La taille importante du Sprint Backlog entraîne une autre conséquence au-delà des Sprints : la planification devient très difficile. Dans un Sprint Backlog, il est courant que des éléments (tickets,User Story, etc) se trouvent être plus complexes que prévu. Ces éléments imprévisibles créent une dérive au cours du Sprint. Avec un Sprint Backlog problématique cette dérive est difficile à gérer pour une équipe peu efficace dans sa collaboration.

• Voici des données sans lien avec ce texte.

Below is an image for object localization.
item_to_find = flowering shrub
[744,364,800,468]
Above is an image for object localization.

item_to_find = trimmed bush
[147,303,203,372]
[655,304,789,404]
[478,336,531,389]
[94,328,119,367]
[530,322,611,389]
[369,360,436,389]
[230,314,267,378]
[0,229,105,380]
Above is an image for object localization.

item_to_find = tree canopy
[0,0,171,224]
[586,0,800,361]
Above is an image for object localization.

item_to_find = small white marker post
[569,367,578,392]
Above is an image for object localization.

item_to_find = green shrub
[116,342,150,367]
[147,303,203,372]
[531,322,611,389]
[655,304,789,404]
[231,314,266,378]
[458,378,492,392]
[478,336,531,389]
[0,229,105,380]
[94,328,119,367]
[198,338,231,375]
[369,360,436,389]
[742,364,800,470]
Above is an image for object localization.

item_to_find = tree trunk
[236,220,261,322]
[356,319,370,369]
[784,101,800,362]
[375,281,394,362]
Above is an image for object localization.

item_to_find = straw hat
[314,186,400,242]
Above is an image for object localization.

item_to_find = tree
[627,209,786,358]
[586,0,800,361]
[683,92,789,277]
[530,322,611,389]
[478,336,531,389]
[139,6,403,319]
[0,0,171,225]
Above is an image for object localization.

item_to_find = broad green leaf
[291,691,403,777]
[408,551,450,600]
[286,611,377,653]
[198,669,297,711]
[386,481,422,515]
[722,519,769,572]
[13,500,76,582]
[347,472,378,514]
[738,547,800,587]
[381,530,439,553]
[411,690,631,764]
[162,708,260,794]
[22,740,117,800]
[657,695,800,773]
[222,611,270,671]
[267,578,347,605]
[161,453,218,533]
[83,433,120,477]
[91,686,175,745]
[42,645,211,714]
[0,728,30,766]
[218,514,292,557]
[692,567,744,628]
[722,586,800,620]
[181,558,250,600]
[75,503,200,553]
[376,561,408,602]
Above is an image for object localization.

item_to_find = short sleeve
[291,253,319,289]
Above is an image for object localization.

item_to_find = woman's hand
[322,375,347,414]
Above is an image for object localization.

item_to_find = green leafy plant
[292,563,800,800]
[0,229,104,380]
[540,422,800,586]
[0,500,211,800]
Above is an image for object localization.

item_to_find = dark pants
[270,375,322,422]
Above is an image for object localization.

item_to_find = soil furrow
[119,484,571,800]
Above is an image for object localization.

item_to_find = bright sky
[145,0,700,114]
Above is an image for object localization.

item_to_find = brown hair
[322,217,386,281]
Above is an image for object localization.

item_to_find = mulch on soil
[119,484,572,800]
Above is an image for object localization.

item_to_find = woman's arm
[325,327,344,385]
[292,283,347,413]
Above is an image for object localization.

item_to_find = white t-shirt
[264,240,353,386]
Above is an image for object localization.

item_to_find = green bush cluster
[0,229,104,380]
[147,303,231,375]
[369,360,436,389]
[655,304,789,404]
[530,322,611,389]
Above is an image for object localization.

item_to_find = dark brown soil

Du côté des membres de l’équipe, un Sprint Backlog de taille importante va encourager les personnes à se spécialiser dans une compétence et à rester dans leur zone de confort. C’est pour cette raison que dans une grande équipe, on voit apparaître des personnes ayant un profil de compétences en T (T-shape skills). Lorsqu’il y a une baisse de charge de travail dans leur domaine, ces personnes se trouveront peu adaptables au sein de leur équipe.

Productivité limitée

En-dehors des réunions où l’équipe ne produit pas de valeur, on peut remarquer que l’efficacité d’une équipe trop grande est limitée. L’équipe peut faire du travail inutile, car elle a du mal à collaborer et à avoir conscience de ce que les autres font.
Par travail inutile, j’entends par exemple :
Du travail en doublon par plusieurs membres de l’équipe
Des ralentissements évitables avec une simple discussion (qui peut avoir lieu en Daily Scrum ou dans l’open space)
Des changements de besoin qui transitent mal entre le PO et les membres de l’équipe

Avec cette quantité de temps perdu, les rouages de l’équipe se grippent et plus les membres sont nombreux, plus la valeur produite baisse au regard de sa capacité, comme illustré ci-dessous.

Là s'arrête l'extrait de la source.